Book 10: Chapter 6: Report
Sua Xing Xing had not been trained to panic. Like all cultivators, she understood well the supreme necessity of control. All was chaos and swift death without the steadying hand of control. Yet, as she had stood in that strange room with the spider-kin, a room filled with beast cores modified in ways she did not understand, she had felt her control slipping away from her grasp like a fistful of water. She had listened with mounting shock and dread to the reports that had come in, the tallies of the dead, and the pleading for assistance. She had known it was coming. She had been warned it would be terrible. She had not grasped the full weight of it. Nor was she as immune to the horror of it as she might once have been.
Her connection with humanity had grown dim over the long years. It was largely seen as a blessing by sects. An insulation from the losses of mortal family and friends. Lu Sen had changed all of that. He had handed her work that forced her to work with the mortals, to interact with them, to see them in their daily lives. She had watched him shower love on his adopted daughter and her mortal friend. The ice that held her heart in its cold grip had, almost without her noticing, melted away. She wished that it hadn’t because this war was a truth from which she could not turn her gaze. It was coming for them all, and she could have used that cold heart to shield herself from the pain of it.
As the day wore on, she knew that she would have to call for him. This was news that the Patriarch needed to be made aware of. The sheer scale of it made it impossible to delay for long. It was a necessity that he would not thank her for. The premium he placed on his time with his daughter was beyond measure. Cutting that short for any reason was something that she wouldn’t have risked for anything less than what had happened, lest she find herself on the receiving end of a fury she could not weather. So, she had sent people to find him and summoned the leadership of the sect. They had, for once, gathered swiftly. No doubt sensing the urgency that she herself had passed on to the messengers. They had bombarded her with questions that she brushed aside. They would not receive word before the Patriarch, regardless of how entitled they felt to it.
She had still braced herself for a storm to enter when Lu Sen did. Instead, the man was that calm control that she had felt draining away from her all day. The swell of relief she felt at being able to hand this disaster over to someone else, anyone else, was nearly enough to make her lose her balance. She didn’t think Lu Sen could bring this madness to heel. Not really. Sua Xing Xing didn’t believe that any person alive could single-handedly accomplish that feat. But maybe, just maybe, he could give them direction in this nightmare. A place to start, and a place to focus their efforts.

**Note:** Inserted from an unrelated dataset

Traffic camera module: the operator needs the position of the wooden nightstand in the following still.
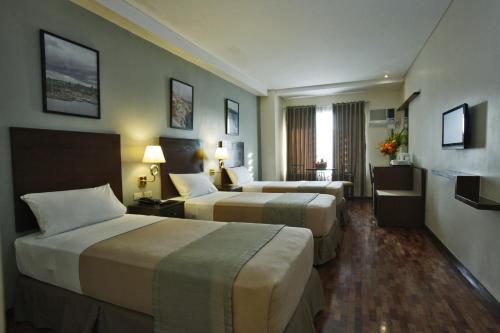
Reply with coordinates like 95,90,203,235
215,184,243,192
128,201,184,218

“Tell me what’s happened,” he said.
His voice was steady, a stable rock to cling to in the maelstrom. She felt his eyes on her, patient, waiting, and expectant.
“Patriarch,” she said and then faltered.
How can I explain this? Has there ever been war on this scale before? She supposed that it didn’t matter. She would have to find the words because he needed to know. She took a deep breath and tried to quell the qi roiling inside of her.
“Patriarch,” she repeated, her voice steadier. “The spirit beasts have begun their war. We have reports that dozens of small villages and towns to the south have been utterly destroyed. Assaults on larger towns and cities continue as we speak. Thousands are dead. Maybe more.”